Pequeno ponto azul?

March 25th, 2008 § 1 comment

Toda hora que eu penso no debate sobre aquecimento global, eu lembro de duas coisas: uma, do filme Waterworld; duas, da série Science in the Capital do Kim Stanley Robison–não necessariamente nessa ordem.

Tudo bem que o filme é uma porcaria absoluta, mas a imagem da terra coberta por água–ainda que um futuro improvável mesmo que possível–é forte o suficiente para deixar qualquer um que veja o filme pensando no que aconteceria se um cenário como aquele começasse a se desenvolver nos tempos atuais.

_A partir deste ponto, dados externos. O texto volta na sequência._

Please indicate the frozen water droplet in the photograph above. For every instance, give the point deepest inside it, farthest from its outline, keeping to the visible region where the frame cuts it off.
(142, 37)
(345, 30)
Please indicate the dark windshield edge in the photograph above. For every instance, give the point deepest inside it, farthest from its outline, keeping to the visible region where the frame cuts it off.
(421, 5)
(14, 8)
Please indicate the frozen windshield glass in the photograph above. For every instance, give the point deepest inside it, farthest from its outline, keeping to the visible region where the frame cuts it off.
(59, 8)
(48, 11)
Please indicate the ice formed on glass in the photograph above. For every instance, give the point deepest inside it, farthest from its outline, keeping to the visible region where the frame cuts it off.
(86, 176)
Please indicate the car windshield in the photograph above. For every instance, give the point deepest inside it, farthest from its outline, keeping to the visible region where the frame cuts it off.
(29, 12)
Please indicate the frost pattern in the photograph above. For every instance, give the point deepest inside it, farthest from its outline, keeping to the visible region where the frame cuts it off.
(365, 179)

A série, por outro lado, é mais sobre como ciência, aplicada com afinco e humanidade, mesmo que em doses pequenas, pode resolver problemas enormes. É claro que, como os três livros da série mostram, se o problema chegar a um ponto extremo, medidas extremas serão necessárias. No livro, a Corrente do Golfo pára, e é precisa utilizar a produção de sal de dois anos de mundo inteiro para fazê-la seguir novamente antes que a economia européia entre em colapso pela falta de alimentos.

Humanos, regra geral, não pensam absolutamente no futuro, por mais que digam que sim. São raros o que se preocupam além dos próximos três ou cinco anos de seus horizontes relativamente limitados. É por isso que notícias como essa ou essa possuem vidas efêmeras–horas, quando muito, sob um foco de atenção cada vez menor. E é irônico o quanto as duas refletem os dois maiores problemas apresentados por filme e livros.

Se há alguém que ainda não acredita que o planeta está subindo no telhado, as duas únicas explicações possíveis são grossa ignorância ou deliberada ignorância. Eu me pergunto: daqui há cem anos será que a Terra ainda vai um ponto azul ou já vai estar a meio caminho para um ponto avermelhado?